Sempre me intrigou o fato de o senso comum, ou a tradição popular, alegar que, ao se sonhar com uma pessoa, outra acaba morrendo. Estudo os sonhos há mais de 20 anos, mas até hoje não encontrei resposta satisfatória para esta e várias outras questões envolvendo sonhos. Mas uma boa conversa, há pouco mais de um ano, me deu uma pista dos caminhos que nossa psique traça para tecer o sentido do destino.

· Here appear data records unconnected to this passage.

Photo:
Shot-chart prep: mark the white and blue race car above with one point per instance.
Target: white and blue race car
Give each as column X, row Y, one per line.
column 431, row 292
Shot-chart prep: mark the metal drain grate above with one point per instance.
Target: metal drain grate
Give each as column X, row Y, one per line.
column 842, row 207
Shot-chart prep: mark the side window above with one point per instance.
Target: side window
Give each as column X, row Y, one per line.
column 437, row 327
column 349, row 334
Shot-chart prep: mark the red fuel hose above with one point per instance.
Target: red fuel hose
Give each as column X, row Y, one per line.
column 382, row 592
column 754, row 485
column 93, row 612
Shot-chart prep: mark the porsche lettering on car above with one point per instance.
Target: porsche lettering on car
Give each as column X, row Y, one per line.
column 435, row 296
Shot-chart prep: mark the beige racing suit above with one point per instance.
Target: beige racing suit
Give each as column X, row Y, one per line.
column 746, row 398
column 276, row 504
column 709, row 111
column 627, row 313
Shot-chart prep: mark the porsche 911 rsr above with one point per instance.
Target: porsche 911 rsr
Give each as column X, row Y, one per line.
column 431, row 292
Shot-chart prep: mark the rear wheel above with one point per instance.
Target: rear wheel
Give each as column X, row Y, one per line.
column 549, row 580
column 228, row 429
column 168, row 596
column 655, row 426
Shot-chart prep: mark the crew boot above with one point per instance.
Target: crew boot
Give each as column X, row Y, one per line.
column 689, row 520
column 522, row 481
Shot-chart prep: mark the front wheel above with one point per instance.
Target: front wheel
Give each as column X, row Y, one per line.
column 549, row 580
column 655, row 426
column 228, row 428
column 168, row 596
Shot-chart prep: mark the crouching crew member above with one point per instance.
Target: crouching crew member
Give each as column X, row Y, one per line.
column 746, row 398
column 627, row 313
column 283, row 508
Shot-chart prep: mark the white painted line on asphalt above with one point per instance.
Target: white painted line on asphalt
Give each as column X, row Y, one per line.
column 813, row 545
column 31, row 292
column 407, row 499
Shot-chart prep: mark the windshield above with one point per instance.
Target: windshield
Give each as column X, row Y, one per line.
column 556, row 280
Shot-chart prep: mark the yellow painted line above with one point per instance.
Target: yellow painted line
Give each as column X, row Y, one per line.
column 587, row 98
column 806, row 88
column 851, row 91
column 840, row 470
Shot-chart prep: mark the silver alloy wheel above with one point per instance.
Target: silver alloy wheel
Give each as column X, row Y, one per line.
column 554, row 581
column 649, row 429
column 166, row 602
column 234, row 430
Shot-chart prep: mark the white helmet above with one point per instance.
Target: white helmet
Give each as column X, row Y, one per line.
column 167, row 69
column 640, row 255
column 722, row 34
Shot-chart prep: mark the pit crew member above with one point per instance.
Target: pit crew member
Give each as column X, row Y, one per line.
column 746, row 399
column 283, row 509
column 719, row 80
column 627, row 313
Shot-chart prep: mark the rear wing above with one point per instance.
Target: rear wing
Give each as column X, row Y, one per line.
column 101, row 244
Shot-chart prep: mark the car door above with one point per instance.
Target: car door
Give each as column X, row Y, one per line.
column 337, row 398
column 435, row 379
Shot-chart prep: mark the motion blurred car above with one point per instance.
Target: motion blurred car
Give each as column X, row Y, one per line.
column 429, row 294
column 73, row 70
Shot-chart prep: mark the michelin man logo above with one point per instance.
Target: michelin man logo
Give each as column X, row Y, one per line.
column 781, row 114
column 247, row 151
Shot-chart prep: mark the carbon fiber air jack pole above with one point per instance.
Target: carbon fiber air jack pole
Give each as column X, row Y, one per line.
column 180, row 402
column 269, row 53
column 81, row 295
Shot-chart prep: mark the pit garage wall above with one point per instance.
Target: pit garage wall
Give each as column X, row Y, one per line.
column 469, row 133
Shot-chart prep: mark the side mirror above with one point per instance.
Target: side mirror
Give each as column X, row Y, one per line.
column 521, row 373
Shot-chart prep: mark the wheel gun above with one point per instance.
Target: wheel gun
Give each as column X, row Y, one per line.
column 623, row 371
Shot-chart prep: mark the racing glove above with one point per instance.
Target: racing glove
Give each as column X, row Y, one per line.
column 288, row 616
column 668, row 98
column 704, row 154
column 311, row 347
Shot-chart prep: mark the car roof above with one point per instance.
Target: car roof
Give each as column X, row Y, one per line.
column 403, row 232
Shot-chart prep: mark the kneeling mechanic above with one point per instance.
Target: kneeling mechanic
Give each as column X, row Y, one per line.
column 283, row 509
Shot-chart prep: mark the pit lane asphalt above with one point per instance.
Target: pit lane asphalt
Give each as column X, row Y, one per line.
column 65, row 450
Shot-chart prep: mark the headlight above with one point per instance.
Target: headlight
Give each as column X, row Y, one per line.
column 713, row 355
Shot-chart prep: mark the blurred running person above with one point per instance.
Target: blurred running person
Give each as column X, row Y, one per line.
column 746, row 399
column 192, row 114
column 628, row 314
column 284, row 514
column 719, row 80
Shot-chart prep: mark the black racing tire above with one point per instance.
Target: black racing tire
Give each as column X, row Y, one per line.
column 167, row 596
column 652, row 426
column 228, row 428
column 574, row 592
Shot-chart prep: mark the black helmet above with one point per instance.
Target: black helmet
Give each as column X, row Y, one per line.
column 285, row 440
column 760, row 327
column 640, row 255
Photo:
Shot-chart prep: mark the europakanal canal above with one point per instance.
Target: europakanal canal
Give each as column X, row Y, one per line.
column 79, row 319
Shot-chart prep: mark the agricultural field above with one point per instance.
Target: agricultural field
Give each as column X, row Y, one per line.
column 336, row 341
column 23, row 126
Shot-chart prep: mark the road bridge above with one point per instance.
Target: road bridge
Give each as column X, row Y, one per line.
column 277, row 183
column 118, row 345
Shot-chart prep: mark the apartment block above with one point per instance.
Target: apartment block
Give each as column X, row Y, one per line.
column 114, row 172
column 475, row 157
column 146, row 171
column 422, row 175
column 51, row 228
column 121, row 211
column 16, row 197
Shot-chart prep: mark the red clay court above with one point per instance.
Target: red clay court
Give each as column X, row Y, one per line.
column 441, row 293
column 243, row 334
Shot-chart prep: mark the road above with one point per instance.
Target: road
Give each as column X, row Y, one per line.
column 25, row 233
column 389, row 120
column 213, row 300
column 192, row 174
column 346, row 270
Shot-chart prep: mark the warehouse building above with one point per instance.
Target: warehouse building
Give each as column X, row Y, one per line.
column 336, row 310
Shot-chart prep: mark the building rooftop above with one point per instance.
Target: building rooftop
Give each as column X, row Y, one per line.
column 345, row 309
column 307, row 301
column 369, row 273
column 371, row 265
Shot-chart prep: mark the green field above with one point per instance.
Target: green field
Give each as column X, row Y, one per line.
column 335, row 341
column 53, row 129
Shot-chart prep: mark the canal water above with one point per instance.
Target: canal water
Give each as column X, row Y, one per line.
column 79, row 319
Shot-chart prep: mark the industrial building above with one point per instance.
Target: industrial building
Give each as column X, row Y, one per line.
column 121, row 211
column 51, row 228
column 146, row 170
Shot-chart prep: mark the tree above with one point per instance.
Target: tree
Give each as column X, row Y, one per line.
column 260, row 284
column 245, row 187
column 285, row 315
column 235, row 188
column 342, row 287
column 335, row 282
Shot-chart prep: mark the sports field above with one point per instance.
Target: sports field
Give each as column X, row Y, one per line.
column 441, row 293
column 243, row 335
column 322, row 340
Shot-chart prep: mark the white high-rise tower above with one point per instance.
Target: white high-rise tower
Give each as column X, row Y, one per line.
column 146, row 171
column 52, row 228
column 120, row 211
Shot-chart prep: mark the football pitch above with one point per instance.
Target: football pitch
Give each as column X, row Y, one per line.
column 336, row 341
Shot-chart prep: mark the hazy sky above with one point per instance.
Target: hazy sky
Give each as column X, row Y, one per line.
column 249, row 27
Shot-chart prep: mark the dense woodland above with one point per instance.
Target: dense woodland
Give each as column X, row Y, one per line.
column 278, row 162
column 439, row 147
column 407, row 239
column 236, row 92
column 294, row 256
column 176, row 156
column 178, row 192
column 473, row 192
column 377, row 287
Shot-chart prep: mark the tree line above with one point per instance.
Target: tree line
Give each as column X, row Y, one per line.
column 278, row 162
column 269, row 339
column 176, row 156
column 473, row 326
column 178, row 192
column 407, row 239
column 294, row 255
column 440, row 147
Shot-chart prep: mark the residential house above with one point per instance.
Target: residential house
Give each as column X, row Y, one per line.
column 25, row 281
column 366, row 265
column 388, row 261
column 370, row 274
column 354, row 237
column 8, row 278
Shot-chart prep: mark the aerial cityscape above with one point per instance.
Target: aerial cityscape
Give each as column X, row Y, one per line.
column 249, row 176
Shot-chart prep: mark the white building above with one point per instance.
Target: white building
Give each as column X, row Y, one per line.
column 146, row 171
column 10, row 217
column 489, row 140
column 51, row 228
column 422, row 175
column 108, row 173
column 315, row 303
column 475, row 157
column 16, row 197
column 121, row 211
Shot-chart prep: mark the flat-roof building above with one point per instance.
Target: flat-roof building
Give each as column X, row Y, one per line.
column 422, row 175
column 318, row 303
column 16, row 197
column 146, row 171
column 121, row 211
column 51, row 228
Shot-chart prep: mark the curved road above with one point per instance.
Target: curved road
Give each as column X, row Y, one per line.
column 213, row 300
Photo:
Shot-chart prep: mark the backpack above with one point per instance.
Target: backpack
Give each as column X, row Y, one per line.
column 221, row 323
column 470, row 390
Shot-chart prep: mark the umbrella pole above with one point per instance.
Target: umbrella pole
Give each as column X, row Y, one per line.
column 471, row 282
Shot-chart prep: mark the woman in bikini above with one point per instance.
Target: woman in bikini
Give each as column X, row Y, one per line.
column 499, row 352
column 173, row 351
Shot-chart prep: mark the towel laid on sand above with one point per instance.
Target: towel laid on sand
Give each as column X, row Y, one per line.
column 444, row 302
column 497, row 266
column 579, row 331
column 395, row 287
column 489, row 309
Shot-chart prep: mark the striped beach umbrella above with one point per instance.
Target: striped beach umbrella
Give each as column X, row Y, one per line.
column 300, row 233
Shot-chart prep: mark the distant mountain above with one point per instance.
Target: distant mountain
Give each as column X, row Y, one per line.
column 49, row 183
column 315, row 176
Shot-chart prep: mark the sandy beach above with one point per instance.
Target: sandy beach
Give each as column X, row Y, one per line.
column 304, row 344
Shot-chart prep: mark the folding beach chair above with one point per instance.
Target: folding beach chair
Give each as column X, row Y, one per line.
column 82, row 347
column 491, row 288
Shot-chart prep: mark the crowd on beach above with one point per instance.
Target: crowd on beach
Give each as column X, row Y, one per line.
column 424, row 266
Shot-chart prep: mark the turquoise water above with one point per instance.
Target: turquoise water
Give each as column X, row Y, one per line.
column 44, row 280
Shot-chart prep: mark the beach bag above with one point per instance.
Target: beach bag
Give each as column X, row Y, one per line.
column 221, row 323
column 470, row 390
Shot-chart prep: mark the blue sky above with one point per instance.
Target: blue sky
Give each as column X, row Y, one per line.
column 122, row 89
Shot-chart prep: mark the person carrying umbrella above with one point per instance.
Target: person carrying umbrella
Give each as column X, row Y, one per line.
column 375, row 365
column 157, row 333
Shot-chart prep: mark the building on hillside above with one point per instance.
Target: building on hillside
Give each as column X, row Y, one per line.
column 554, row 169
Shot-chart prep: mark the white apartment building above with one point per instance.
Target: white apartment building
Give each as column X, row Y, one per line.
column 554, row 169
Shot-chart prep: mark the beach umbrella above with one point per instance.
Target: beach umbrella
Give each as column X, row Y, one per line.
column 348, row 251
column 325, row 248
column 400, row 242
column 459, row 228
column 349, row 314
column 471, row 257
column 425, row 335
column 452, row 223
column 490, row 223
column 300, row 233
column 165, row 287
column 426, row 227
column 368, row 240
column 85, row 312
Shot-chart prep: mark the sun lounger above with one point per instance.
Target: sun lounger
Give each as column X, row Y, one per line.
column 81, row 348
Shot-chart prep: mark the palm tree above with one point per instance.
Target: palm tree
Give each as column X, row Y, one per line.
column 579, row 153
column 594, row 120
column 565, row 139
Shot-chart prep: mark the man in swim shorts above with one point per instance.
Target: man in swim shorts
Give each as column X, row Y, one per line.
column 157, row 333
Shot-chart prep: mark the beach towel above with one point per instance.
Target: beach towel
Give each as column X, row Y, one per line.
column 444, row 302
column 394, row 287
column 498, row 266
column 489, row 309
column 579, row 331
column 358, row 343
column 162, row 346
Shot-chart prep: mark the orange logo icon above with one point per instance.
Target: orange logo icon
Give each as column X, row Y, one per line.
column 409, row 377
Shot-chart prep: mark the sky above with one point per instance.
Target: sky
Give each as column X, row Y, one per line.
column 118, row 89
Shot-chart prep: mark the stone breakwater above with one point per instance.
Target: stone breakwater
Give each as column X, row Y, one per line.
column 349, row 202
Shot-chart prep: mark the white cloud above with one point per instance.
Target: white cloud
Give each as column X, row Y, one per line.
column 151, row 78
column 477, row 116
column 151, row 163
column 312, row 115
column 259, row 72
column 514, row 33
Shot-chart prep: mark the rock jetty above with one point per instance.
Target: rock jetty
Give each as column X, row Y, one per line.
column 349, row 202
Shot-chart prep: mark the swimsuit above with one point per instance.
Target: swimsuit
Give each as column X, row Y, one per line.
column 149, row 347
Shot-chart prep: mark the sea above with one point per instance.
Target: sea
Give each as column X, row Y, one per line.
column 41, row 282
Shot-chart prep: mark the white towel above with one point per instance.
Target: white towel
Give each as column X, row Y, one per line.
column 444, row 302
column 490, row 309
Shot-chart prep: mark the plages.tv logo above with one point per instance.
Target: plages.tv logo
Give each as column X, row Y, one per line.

Um amigo relatou que sonhara com a morte do seu tio paraplégico. Então comentou que quem viera falecer, na verdade, fora outra pessoa, no caso, sua ex-esposa, como costuma ocorrer quando se sonha com a morte de alguém. Normalmente, nesses casos em que não se sabe a conexão, ou não se tem ciência do significado do sonho, muito provavelmente este acaba sendo encontrado oculto no inconsciente do sonhador. Investiguei com ele sobre o seu tio. Disse que este procura ser independente das pessoas, fazer tudo por conta própria, apesar das sérias limitações de sua paraplegia. Por outro lado, sua ex-esposa revelava ser uma personalidade totalmente oposta à dele, uma vez que procurava se identificar com as suas limitações psicológicas, tornando-se totalmente dependente das outras pessoas. Era uma pessoa cheia de conflitos, que usava de chantagens emocionais para com o sonhador, e era deprimida, recorrendo a medicamentos psiquiátricos. Acreditava que ela suicidara com tais remédios.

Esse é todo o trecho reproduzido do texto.